Arnie whistled. “What you’re doing isn’t ethical.”

“Yes it is. I’m temporarily an investigator for the local sheriff’s office.”

“Now I know you’ve flipped. I hate to bring this up, Lew, but you owe me three hundred dollars and that’s a charity price for what we’ve done. Tomorrow at this time it’ll be six hundred anyway, if we stay with it. With our overhead we just can’t work for nothing.”

“I know that. You’ll be paid.”

“When?”

“Soon. I’ll talk to you in the morning.”

“What do we do in the meantime?”

“Carry on.”

“If you say so.”

Arnie hung up on me and left me feeling a little shaky. Six hundred dollars was what I got for working a full week, and I didn’t work every week. I had about three hundred dollars in the bank, about two hundred in cash. I owned an equity in the car and some clothes and furniture. My total net worth, after nearly twenty years in the detective business, was in the neighborhood of thirty-five hundred dollars. And Ralph Hillman, with his money, was letting me finance my own search for his son.

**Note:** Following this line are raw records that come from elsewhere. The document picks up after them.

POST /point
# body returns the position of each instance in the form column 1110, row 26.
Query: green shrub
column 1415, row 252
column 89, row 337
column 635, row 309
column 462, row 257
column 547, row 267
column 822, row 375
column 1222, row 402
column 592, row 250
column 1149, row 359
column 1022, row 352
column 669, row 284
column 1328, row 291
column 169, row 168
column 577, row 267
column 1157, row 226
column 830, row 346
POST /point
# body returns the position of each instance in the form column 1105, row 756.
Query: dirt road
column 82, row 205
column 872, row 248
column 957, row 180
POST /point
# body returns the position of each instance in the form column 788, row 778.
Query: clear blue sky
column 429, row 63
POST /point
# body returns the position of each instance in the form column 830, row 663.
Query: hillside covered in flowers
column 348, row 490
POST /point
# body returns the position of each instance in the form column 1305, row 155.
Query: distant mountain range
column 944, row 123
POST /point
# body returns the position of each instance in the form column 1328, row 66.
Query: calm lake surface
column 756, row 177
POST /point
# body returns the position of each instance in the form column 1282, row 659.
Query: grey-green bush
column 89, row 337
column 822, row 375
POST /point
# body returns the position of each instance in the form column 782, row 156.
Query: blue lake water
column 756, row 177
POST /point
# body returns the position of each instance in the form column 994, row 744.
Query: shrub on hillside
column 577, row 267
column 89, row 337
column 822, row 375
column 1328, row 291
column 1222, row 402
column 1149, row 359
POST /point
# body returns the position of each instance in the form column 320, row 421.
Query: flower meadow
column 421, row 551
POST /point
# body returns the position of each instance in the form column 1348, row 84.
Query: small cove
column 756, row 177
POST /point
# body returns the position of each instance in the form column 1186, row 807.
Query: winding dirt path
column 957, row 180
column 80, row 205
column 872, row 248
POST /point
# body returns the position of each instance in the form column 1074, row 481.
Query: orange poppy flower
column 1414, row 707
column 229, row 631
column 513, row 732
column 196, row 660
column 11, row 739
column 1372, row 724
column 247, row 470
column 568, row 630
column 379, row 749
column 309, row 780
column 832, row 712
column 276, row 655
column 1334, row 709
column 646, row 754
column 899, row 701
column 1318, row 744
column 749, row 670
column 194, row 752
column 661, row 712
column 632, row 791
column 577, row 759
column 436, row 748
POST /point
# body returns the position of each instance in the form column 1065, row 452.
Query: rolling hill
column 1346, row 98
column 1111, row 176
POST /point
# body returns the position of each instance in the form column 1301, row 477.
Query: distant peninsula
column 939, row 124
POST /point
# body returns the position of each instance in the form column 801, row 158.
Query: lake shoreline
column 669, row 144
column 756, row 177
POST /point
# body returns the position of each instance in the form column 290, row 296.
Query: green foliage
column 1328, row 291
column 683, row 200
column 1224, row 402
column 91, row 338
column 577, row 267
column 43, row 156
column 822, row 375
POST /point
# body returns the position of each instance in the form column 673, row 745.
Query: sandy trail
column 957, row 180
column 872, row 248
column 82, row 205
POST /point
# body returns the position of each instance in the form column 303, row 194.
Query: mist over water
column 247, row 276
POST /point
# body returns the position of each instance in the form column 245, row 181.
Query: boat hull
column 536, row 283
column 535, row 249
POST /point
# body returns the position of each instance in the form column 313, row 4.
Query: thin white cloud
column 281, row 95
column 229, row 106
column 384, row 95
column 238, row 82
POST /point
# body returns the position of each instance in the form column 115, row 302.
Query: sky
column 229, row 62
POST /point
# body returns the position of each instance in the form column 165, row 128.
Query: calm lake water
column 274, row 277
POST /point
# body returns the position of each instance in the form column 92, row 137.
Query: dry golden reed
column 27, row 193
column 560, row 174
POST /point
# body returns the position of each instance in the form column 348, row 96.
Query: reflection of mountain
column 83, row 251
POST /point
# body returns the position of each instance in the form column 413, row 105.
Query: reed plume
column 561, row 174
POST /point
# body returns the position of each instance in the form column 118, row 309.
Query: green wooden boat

On the other hand, I answered my self-pity, I was doing what I wanted to be doing. I wanted to take the man who had taken me.

I wanted to find Tom. I couldn’t drop the case just as it was breaking. And I needed Arnie to backstop me in Nevada. Carry on.

I made a second collect call, to Lieutenant Bastian. It was long past midnight, but he was still on duty in his office. I told him I was bringing in a witness, and I gave him a capsule summary of what the witness was going to say. Bastian expressed a proper degree of surprise and delight.

Harold was still in the bedroom, standing pensively beside the tie rack attached to the closet door. He was fully dressed except for a tie.

“What kind of a tie do you think I ought to wear? Lila always picks out the tie I wear.”

“You don’t need a tie.”

“They’ll be taking my picture, won’t they? I’ve got to be properly dressed.”

He fingered the tie rack distraughtly.

I chose one for him, a dark blue tie with a conservative pattern, the kind you wear to the funerals of friends. We closed up the house and garage and drove south out of Long Beach.

It was less than an hour’s drive to Pacific Point. Harold was intermittently talkative, but his silences grew longer. I asked him about his and his brother’s early life in Idaho. It had been a hard life, in an area subject to blizzards in the winter and floods in the spring and extreme heat in the summer. Their father believed that boys were a kind of domestic animal that ought to be put to work soon after weaning. They were hoeing corn and digging potatoes when they were six, and milking the cows at eight or nine.

They could have stood the work, if it hadn’t been for the punishment that went with it. I’d seen Harold’s scars. The old man used a piece of knotted wire on them. Mike was the first to run away. He lived in Pocatello for a couple of years with a man named Robert Brown, a high-school coach and counselor who took him in and tried to give him a chance.